Sur une scène du 104, deux comédiens s’affrontent dans une surenchère artistique absurde. Chacun tente, avec les morceaux d’objets qui jonchent le sol de créer l’œuvre d’art qui surpassera celle créée par l’autre. Tour à tour, ils empilent et encastrent une chaise, un tube, un porte manteaux, un sceau, une couverture de survie…Plus tard, à la fin de la pièce, ils reviendront à cette dualité. toujours dans la provocation, ils utiliseront l’autre comme matière et posture artistique en le ridiculisant à travers des poses grotesques. Une belle critique acide de l’art contemporain qui trouve tout son sens. Aujourd’hui, tout fait art, de l’Urinoir de Duchamp à des bouteilles de Perrier collées sur une toile vierge.
Un prologue et une fin amusante et perspicace dédramatisent et désamorcent toute la tension de la deuxième partie de cette expérience créative et terrifiante.
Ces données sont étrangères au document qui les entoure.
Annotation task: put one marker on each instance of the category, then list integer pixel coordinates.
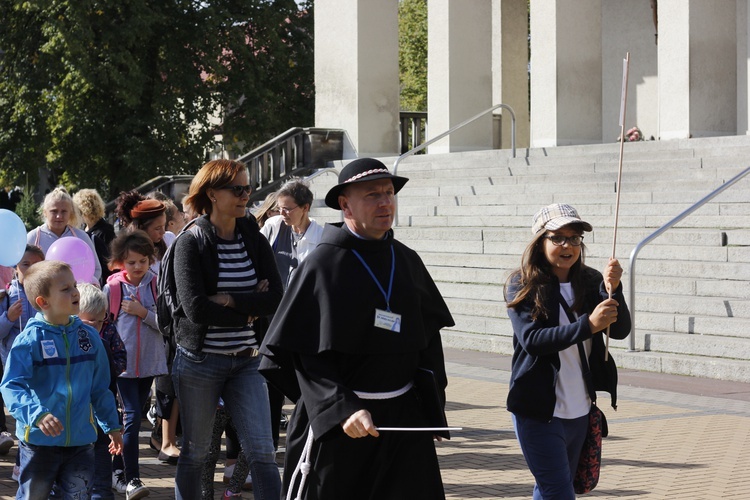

Une femme, à travers une voix off, propose un jeu en trois manches, avec respectivement trois volontaires parmi les spectateurs. En parallèle, elle nous décrit les fonctionnalités d’une machine, un petit robot, accroché en hauteur, sur le côté de la scène. Une arme de paintball, commandée par le spectateur désigné, qui doit suivre à la lettre, les instructions de tirs de cette voix off directive et quelque peu belliqueuse.
La première participante est une femme, sourire aux lèvres, elle se dirige derrière le plateau, son visage est projeté sur la scène. Elle se familiarise avec les commandes, tente de tracer des lignes droites, de délimiter son visage pour dessiner un semblant d’auto-portrait. L’ambiance est détendue, les tâches de couleurs apportent de la gaîté, mais nous sentons que le pire est à venir. Le second participant est un jeune homme confiant. La difficulté monte d’un cran, il doit rapidement prendre le contrôle du viseur et détruire hâtivement les trois œuvres d’art qui occupent le plateau. Les tirs se multiplient, la concentration est à son maximale et les boules de peinture explosent en cacophonie sur tout l’espace blanc des murs. Dernier round et dernier complice. Malgré la raideur et la contraction qui commencent à s’emparer de certains spectateurs, les mains motivées continuent à se lever pour devenir actrices de cette terreur innocente. C’est de nouveau un jeune homme, serein et apaisé, qui rejoint l’arrière de la salle pour prendre à distance, les commandes de ce drone immobile. Evidemment, à ce stade du jeu, il ne s’agit plus de tirer sur des sculptures ou sur des murs mais sur les comédiens. De les prendre pour cible afin de les éliminer. Raides et impuissants, nous assistons à cette scène fictive de violences illustrées. A sa manière, l’art met en valeur et dénonce toute la brutalité humaine.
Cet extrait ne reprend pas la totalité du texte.